The US economy grew 2.4% in the last quarter of 2024 and 2.8% overall last year. The recent shrinking is the first in 12 quarters, as the last time the US economy contracted was in the first quarter of 2022.
Analysts said the impact of Trump’s policies are starting to become evident, as seen in macroeconomic data, triggering recession concerns. Slowing consumer spending and a sharp decline in federal spending are some of the main drivers of the contraction.
US enterprises importing significant amounts of goods to avoid coming tariffs disrupted the trade balance, contributing to the contraction.
Zafer Ergezen, a futures and commodity markets expert, said the contraction was expected with Trump’s win, noting that as the president started trade wars, a slowdown in global trade was anticipated.
“Trump triggered an economic contraction while trying to ‘make America great again’,” he said, citing Trump’s signature slogan.
“The slowdown in global trade was expected to come with Trump’s trade and political policies but we started to see the first signs of the impact in the US,” he added.

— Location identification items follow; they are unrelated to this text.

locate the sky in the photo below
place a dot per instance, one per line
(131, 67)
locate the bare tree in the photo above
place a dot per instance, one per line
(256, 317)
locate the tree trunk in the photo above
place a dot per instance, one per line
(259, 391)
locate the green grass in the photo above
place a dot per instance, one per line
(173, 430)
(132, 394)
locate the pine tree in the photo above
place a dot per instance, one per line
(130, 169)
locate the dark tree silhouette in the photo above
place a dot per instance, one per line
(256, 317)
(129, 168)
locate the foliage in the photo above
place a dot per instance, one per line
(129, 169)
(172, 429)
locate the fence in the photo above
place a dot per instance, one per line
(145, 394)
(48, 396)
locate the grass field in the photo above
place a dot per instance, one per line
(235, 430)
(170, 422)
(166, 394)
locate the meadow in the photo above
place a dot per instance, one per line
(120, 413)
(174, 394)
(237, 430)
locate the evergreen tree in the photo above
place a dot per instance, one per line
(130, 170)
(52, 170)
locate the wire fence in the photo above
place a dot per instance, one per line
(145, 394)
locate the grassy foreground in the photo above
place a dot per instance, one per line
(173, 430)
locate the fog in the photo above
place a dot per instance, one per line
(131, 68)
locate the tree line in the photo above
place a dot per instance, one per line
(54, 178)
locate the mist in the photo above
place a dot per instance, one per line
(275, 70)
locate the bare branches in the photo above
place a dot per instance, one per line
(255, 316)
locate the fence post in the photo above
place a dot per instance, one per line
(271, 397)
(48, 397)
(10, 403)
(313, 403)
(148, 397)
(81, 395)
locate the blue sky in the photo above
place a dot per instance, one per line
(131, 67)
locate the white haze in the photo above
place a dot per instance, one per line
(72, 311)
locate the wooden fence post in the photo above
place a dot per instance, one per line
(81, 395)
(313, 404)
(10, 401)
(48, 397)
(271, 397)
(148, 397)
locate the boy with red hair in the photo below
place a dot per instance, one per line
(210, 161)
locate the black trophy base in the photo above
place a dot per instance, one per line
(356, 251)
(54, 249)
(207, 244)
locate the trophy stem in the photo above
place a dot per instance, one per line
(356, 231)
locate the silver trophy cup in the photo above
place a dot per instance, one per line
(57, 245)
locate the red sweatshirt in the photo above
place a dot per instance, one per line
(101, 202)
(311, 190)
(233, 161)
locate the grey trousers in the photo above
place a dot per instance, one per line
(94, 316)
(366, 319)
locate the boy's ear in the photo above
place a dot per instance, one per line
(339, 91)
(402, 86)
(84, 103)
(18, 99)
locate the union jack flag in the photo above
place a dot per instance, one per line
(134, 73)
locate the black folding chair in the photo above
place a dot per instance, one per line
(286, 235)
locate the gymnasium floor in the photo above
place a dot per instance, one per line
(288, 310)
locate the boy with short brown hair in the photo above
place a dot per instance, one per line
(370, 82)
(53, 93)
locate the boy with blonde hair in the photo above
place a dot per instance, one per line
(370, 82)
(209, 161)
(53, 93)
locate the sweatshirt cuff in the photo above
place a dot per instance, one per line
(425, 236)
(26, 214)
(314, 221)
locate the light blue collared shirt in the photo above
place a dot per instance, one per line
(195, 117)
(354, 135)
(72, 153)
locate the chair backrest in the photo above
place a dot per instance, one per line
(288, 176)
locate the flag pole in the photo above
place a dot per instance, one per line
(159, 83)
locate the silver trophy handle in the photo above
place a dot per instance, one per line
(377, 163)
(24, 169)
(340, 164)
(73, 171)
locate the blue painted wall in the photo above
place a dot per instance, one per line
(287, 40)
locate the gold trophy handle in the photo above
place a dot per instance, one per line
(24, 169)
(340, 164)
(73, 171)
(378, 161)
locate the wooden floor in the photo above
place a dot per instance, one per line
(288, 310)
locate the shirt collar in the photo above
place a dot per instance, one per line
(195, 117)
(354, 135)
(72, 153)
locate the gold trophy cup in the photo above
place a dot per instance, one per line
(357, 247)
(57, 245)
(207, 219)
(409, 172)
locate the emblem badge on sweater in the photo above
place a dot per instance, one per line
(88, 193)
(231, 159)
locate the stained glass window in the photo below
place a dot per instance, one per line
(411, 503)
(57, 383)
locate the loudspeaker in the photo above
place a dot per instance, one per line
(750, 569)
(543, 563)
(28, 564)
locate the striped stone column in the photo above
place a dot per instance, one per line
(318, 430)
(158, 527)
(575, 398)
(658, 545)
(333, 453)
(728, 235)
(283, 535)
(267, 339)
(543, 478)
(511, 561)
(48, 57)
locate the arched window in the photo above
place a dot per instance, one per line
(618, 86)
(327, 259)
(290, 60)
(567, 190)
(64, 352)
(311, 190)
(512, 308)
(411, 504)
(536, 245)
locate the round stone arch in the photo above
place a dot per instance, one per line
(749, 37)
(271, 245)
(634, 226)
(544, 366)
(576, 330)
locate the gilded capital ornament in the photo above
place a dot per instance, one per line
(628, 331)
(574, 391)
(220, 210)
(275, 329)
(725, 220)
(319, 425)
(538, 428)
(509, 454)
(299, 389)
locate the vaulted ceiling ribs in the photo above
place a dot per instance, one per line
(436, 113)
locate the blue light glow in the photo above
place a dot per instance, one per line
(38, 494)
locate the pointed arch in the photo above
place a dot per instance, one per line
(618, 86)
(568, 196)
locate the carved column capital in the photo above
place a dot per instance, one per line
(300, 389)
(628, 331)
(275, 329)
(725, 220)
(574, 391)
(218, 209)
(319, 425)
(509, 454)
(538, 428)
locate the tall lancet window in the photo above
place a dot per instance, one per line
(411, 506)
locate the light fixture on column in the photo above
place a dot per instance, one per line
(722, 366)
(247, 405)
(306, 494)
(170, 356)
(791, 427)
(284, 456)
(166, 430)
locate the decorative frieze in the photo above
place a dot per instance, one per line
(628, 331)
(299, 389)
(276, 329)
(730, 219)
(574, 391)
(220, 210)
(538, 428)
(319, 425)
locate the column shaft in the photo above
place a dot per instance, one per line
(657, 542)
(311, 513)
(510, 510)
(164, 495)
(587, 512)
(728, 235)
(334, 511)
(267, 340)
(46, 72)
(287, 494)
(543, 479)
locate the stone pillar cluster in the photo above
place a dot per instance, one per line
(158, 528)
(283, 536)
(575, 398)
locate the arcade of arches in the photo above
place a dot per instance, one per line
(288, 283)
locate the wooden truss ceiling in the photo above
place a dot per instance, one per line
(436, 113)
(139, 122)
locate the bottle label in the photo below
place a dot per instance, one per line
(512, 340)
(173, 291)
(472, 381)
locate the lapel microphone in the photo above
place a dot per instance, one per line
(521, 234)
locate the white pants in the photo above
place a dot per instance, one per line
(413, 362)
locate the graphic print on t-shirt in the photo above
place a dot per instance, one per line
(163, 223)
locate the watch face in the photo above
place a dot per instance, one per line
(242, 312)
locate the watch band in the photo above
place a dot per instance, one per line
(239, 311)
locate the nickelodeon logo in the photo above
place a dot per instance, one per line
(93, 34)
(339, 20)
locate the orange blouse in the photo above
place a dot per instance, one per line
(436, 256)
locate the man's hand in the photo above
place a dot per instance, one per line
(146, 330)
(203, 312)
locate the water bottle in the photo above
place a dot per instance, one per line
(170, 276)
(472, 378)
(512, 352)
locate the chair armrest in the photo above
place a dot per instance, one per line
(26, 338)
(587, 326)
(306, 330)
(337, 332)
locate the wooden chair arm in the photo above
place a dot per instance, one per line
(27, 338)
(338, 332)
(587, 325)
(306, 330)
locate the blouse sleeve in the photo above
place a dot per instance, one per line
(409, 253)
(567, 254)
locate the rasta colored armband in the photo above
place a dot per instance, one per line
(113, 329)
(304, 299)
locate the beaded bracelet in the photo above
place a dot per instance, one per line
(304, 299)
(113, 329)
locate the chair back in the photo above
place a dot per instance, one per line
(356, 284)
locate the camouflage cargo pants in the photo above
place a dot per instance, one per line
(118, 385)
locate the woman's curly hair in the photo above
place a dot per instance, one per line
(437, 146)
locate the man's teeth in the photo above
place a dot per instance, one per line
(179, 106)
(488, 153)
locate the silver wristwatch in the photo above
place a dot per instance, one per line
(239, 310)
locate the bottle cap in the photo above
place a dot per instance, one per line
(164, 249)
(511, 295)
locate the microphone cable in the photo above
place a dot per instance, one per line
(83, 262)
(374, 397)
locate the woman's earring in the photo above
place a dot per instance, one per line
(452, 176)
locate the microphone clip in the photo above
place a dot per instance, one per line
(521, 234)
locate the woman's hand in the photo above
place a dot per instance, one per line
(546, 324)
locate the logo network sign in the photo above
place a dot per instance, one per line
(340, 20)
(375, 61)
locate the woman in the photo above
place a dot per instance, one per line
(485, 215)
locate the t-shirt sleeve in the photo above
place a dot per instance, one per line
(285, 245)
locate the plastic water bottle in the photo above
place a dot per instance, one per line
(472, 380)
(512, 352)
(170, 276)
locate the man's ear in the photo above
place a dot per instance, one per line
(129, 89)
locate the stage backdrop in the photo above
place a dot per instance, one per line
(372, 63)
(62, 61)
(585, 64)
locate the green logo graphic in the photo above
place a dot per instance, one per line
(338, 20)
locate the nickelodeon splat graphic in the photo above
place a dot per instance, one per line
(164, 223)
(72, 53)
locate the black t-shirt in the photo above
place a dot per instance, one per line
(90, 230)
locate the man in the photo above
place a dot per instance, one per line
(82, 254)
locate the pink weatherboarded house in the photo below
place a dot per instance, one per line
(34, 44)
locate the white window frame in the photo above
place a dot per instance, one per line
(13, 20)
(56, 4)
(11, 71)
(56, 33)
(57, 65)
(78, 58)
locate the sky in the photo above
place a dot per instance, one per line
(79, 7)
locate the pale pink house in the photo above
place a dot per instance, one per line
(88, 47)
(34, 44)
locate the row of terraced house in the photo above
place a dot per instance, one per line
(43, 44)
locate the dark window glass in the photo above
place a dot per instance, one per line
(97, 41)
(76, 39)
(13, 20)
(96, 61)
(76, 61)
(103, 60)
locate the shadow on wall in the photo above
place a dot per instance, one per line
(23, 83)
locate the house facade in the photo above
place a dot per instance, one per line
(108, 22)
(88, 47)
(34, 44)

Ergezen said the rise in tariffs and additional taxes on imports make some products “impossible to import” due to rising costs, slowing down demand.
“We also see a decline in supply rather than demand, paving the way for the US economy to enter a period of contraction,” he added. “This is because other countries are also imposing retaliatory tariffs on products exported by the US – high tariffs on high-in-demand products fail to enter the country, triggering a period of contraction in the US economy.”
The EU and Chinese economies are also slowing down, he said.
“As central banks around the world enter their rate cut cycles, we were actually expecting the economic slowdown but we expected it to recover this year – Trump reversed that a bit, and the reciprocal tariffs he imposed, which led to trade wars, show that the economic recovery will be delayed, while tariffs and interest rates are expected to remain high,” he said. “Central banks may not cut rates as quickly as expected and interest rates will remain high for a longer period of time.”
Ergezen said the situation may change as the US economy’s growth slows down, while the slowdown in the global trade continues, fueling inflation.
High inflation brings high interest rates, he said, citing Trump’s statements on Fed Chair Jerome Powell. “Trump has been complaining about Powell because the Fed isn’t lowering rates.”
“This may lead the Fed or other central banks to accelerate rate cuts. And maybe we may see the Fed cutting rates this period,” he noted.
Falling oil prices is another factor playing into inflation, but there has yet to be a significant amount of movement in oil prices to contribute to inflation, Ergezen said.
He emphasized that US tariffs could lead to rising consumer prices.
“We’ll be seeing whether rate cuts will take place in this kind of environment,” he said. “The world is questioning whether we’re entering a recession, as uncertainties remain – we may hear a lot about recession in the markets for some time to come.”